Ma, allora, perché non rimodernare la struttura esistente, come suggeriscono molti, da Bruce Springsteen ad ASM Global, una società che gestisce centinaia di stadi nel mondo? Lasciamo che gli esperti si esprimano sulla fattibilità tecnica dell’intervento (a ognuno il suo mestiere), ma è chiaro che non si può obbligare un privato a spendere i propri soldi per un intervento che non vuole fare. Oltretutto su un immobile non suo. Infatti Sala a suo tempo aveva proposto a Milan e Inter di acquistare San Siro, per poi poterne disporre a loro piacimento. Sarebbe stata una soluzione migliore, ma per le predette leggi del mercato i due club hanno (comprensibilmente) fatto il proprio interesse, rispondendo picche. La ristrutturazione sarà pure virtuosa, ma non prevede quei diritti volumetrici che invece sono connessi a una nuova costruzione. Ovviamente è impensabile che a ristrutturare provveda il legittimo proprietario, il Comune di Milano: non è un caso che in tutto il mondo gli stadi di nuova costruzione siano di proprietà privata. Un tempo ci si spendeva soldi pubblici per creare consenso; oggi, giustamente, prevale la convinzione che il calcio-business debba provvedere da solo alle proprie esigenze, mentre il denaro del contribuente va impiegato per altri scopi. Eppure, l’Italia è una delle poche eccezioni, dove gli impianti privati sono una sparuta minoranza e il resto è proprietà pubblica. Oltretutto risalente all’epoca del fascismo, in molti casi. Infatti abbiamo molti stadi vecchi di un secolo, non solo a Milano.

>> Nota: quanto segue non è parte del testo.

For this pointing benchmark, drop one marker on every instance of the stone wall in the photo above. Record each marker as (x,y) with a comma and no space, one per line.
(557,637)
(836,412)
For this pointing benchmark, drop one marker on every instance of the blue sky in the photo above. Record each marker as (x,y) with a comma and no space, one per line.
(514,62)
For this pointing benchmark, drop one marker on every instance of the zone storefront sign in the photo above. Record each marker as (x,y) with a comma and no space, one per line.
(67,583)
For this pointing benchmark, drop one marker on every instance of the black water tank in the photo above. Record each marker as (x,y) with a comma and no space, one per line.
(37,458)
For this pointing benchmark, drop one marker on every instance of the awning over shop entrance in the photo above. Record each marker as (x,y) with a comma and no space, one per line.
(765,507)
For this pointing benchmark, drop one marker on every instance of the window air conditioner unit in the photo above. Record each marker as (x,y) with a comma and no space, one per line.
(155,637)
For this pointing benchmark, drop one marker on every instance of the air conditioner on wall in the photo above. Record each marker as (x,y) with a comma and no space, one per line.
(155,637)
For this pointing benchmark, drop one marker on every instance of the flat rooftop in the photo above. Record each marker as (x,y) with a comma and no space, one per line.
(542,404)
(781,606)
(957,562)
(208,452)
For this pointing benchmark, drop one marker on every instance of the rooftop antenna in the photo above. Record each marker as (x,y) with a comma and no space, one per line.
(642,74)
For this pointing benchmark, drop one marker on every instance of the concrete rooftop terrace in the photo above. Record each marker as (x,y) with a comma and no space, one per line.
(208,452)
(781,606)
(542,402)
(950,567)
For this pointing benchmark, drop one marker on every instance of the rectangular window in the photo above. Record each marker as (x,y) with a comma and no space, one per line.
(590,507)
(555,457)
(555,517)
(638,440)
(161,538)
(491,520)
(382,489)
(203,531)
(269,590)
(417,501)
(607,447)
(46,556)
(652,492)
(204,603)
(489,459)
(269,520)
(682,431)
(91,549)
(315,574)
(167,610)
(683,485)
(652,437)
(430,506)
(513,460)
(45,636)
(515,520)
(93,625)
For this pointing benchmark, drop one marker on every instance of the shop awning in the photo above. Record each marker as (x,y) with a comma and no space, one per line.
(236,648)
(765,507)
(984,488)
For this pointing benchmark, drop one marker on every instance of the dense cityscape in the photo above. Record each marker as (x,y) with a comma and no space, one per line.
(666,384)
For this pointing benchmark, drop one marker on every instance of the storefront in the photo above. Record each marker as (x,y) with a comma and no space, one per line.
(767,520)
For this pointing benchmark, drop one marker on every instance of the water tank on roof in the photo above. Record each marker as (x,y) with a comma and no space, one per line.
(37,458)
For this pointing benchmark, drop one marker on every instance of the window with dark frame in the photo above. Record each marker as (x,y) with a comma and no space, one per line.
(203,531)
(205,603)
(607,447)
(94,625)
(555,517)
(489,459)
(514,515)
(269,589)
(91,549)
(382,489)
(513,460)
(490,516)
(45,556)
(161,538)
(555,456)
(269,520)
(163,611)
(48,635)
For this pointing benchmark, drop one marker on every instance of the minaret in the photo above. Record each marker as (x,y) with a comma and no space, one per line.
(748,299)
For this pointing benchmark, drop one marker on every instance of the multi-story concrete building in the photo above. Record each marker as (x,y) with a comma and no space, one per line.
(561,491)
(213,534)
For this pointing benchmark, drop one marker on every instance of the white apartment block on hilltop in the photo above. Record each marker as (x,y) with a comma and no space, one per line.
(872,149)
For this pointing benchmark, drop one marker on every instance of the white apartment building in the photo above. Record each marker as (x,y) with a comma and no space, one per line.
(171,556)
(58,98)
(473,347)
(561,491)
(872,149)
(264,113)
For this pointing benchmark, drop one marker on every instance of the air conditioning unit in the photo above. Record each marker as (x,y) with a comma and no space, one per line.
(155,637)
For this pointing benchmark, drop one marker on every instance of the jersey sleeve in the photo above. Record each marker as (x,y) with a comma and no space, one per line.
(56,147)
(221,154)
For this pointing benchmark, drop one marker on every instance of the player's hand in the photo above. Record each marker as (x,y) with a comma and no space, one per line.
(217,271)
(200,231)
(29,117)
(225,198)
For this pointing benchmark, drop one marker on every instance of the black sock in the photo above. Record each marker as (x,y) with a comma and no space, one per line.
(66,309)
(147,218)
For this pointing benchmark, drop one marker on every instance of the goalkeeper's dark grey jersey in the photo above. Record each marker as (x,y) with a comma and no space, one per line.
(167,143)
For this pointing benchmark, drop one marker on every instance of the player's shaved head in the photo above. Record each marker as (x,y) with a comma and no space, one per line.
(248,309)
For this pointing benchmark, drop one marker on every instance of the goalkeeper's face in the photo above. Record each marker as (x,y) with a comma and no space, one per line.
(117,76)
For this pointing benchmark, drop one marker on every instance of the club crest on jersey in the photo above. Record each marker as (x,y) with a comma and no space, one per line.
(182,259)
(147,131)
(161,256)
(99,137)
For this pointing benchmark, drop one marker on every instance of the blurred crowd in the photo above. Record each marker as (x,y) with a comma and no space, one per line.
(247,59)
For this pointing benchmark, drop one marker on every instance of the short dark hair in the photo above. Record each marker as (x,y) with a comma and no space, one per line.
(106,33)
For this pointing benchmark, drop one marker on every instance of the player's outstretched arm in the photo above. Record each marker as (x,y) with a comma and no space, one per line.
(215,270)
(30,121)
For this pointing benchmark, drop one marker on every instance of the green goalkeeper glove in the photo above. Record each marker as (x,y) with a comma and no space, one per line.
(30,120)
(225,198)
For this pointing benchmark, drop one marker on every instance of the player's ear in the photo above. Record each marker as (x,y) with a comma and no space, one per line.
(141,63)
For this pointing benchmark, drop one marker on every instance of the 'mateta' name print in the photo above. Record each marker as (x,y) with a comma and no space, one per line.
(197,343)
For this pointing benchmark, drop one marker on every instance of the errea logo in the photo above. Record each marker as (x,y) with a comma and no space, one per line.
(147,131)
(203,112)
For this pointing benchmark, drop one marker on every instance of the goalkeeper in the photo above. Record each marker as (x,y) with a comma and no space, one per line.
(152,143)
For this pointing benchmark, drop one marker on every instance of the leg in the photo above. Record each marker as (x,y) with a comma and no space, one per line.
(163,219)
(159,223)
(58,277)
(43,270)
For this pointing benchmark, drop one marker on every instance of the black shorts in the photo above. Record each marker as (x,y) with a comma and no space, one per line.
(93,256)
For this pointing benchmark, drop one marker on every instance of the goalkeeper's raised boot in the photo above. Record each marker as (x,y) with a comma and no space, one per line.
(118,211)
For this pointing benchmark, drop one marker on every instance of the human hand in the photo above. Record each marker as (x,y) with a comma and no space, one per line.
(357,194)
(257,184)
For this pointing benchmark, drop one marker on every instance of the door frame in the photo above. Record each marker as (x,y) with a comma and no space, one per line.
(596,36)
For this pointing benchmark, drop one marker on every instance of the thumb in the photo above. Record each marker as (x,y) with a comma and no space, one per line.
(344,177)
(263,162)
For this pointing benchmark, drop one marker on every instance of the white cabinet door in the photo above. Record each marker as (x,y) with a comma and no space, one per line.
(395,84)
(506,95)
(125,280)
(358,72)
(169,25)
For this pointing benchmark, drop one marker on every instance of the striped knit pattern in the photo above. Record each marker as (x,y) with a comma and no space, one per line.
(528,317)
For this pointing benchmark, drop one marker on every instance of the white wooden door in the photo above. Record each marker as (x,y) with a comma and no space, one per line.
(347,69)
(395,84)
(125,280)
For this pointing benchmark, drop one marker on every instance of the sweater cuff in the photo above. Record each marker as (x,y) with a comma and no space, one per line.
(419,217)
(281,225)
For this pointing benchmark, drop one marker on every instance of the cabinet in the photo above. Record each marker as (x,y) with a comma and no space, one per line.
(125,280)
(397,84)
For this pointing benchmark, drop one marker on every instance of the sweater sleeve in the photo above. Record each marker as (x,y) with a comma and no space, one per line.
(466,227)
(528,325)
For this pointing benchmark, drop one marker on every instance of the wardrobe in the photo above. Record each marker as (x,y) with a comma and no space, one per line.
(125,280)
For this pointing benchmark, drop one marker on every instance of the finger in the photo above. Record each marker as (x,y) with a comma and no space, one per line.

Un’altra anomalia del progetto-San Siro sta nel ground-sharing ipotizzato da Milan e Inter. È vero che il calcio moderno prevede gli stadi di proprietà, ma ciascun club deve avere il suo impianto, da utilizzare per fare business sette giorni su sette, con attività accessorie. L’esempio più eclatante è quello di Londra (dove ci sono ben 11 stadi di calcio, più altri per sport differenti), ma non è un caso isolato. Al contrario, l’unico altro esempio di condivisione dello stadio, al di fuori dell’Italia, è Monaco di Baviera, ma dopo un solo anno di convivenza il Monaco 1860 ha lasciato la proprietà esclusiva ai più ricchi cugini del Bayern. E come funzionerebbe il matrimonio tra Milan e Inter, dal punto di vista economico? Oggi la capienza del Meazza è di 80.000 spettatori e spesso l’affluenza va oltre i 70.000, anche per partite non “di cartello”. Se per il nuovo impianto si prevedono intorno ai 55.000 posti, molti dei quali saranno riservati ai partner commerciali, il progetto di incrementare i ricavi del botteghino passa per una strada obbligata: l’aumento (rilevante) dei prezzi dei biglietti. Per capirlo non è che occorra essere manager scaltri come Scaroni e Zhang. Basta fare due conti e, nel dubbio, andare a vedere cosa è successo nella Premier League inglese: meno gente allo stadio, a costi più elevati, e gli altri davanti alla tv, così da massimizzare gli incassi da matchday sia dal vivo che nella commercializzazione dei diritti tv.

Tifosi Bayern Monaco

Il dado è tratto? Gli eventi scorrono inesorabili su un piano inclinato nel quale la politica, anche nei suoi migliori interpreti, può poco di fronte all’interesse economico? Non sembra questo il caso, perché l’improvvisa svolta del Milan su La Maura apre anche dei seri dubbi su cosa intenda fare l’Inter, che fino a poco fa marciava in coppia coi “cugini”. Insomma, questo sorprendente pasticcio è frutto di una serie di errori marchiani, sia di sostanza che di comunicazione. Il principale consiste nell’essere arrivati a questo punto della vicenda in un clima da tifoserie contrapposte, tra chi si barrica dietro la (necessaria) difesa dell’ambiente e chi invece vede con favore i cantieri, in un Paese nel quale i veti incrociati spesso bloccano le possibilità di sviluppo. Il fatto è che non siamo di fronte a un bivio tra fare e non fare. C’è anche una terza possibilità: quella di fare male. Ed è quella che tutti hanno interesse a scongiurare.